5. What new features does it have?

None, really, but some of its skills are upgraded to such a degree that they will feel like new features.

6. So what’s so great about it?

GPT-5 is more powerful in just about every way. For instance, it demonstrated remarkable coding capabilities during the presentation, writing over 400 lines of code in two minutes when prompted to create a Bernoulli effect simulation from scratch. Other cool things shown off in the demo:

  • Voice interactions sound less robotic and live video capabilities were introduced that match competitors like Gemini Live.
  • The model can now analyze uploaded images and incorporate them into its responses.
  • It’s better at agentic tasks and is supposedly able to handle real-world applications and explain its reasoning.
  • Next week users will be able to integrate Gmail and Google calendar, which will allow it to be a much better assistant.

7. Has pricing changed?

ChatGPT subscription pricing remains unchanged at $20/month for Plus and $200/month for Pro.

For API users, GPT-5 costs $1.25 per million input tokens and $10.00 per million output tokens for the standard model. GPT-5 mini costs $0.25 per million input tokens and $2.00 per million output tokens, while GPT-5 nano runs $0.05 for input and $0.40 for output.

This would make the model competitive against offerings from other companies and even cheaper than other models from OpenAI like GPT-4.1 or OpenAI o1 pro which costs a whopping $600 per million tokens.

8. Are we at AGI yet?

No. However, the company positioned reasoning as “at the heart of our AGI program.”

The model represents significant progress but remains focused on specific tasks rather than matching human intelligence across all domains. For instance, GPT-5 is great at language tasks but lacks the general intelligence required to perform a wide range of activities independently. It’s not yet self-teaching or self-adapting.

9. Can GPT-5 generate videos?

Not yet. While video generation wasn’t included in the initial release, OpenAI has Sora for video creation as a separate product.

CEO Sam Altman previously indicated that future versions would support video “eventually.”

The current version does understand live video, however, so it could watch you try to fix a bike and provide live instructions.

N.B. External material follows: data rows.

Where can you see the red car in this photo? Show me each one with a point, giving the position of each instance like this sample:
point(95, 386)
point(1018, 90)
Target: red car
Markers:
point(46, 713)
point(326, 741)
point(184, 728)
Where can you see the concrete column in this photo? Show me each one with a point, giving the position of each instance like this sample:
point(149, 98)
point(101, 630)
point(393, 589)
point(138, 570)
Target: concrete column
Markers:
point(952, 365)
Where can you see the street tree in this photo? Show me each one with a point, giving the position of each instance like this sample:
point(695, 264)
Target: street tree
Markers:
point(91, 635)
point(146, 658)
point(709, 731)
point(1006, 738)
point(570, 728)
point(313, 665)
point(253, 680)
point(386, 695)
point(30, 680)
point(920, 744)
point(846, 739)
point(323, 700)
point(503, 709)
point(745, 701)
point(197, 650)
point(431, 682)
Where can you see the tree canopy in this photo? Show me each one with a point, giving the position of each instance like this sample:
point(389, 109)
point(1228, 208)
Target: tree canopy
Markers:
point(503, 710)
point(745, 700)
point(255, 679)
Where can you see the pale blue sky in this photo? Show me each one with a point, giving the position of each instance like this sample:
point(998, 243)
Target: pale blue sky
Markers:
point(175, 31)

10. How reliable is it compared to previous models?

OpenAI reported that GPT-5 is “significantly less deceptive” than previous models, addressing one of the most persistent challenges in large language model deployment.

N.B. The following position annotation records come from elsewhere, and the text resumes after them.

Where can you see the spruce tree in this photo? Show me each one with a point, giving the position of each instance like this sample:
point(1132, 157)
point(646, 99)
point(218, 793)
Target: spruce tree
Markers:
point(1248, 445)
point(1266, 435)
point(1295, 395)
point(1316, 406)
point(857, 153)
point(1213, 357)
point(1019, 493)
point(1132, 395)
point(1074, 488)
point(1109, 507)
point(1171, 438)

On factual accuracy benchmarks, GPT-5 makes approximately 80% fewer factual errors than o3, making it substantially more trustworthy for enterprise applications according to Jakub Pachocki, OpenAI’s chief scientist.

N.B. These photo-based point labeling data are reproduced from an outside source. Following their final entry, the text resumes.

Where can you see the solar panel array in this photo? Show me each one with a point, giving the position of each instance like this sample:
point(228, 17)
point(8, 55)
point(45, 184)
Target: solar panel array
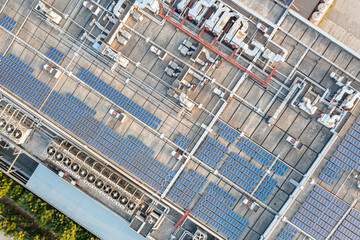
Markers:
point(347, 156)
point(7, 23)
point(211, 152)
point(186, 187)
point(141, 145)
point(182, 141)
point(14, 77)
point(108, 142)
point(265, 188)
point(120, 99)
point(349, 228)
point(255, 151)
point(280, 168)
point(228, 130)
point(214, 208)
point(80, 104)
point(21, 63)
point(241, 172)
point(319, 214)
point(287, 233)
point(55, 55)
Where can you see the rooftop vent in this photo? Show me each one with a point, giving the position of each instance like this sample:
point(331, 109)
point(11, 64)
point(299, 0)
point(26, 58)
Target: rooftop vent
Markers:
point(51, 151)
point(91, 178)
point(2, 123)
point(115, 194)
point(10, 128)
point(83, 172)
point(75, 167)
point(59, 156)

11. What about memory and personalization?

GPT-5 supposedly will offer better persistent memory across sessions, remembering facts, preferences, and instructions across multiple conversations, even if you close the app and open a new tab days later. GPT-4’s memory was limited, especially days after a session paused.

The company said you can now set long-term objectives (e.g. help me lose 10 pounds in a healthy way, or help me prepare for my physics test), and GPT-5 will adapt its responses accordingly to proactively align with your goals.

12. How private is my personal data?

Altman previously acknowledged that OpenAI might have to hand over a user’s personal data to the government if legally required to do so.

13. Do I need to switch between different models anymore?

Not anymore—unless you want to generate video via Sora. With GPT-5’s launch, OpenAI expressed confidence in deprecating all previous models.

The company designed GPT-5 to handle all use cases that previously required specialized models, though users can still choose between GPT-5, GPT-5 mini, and GPT-5 nano based on speed and cost requirements.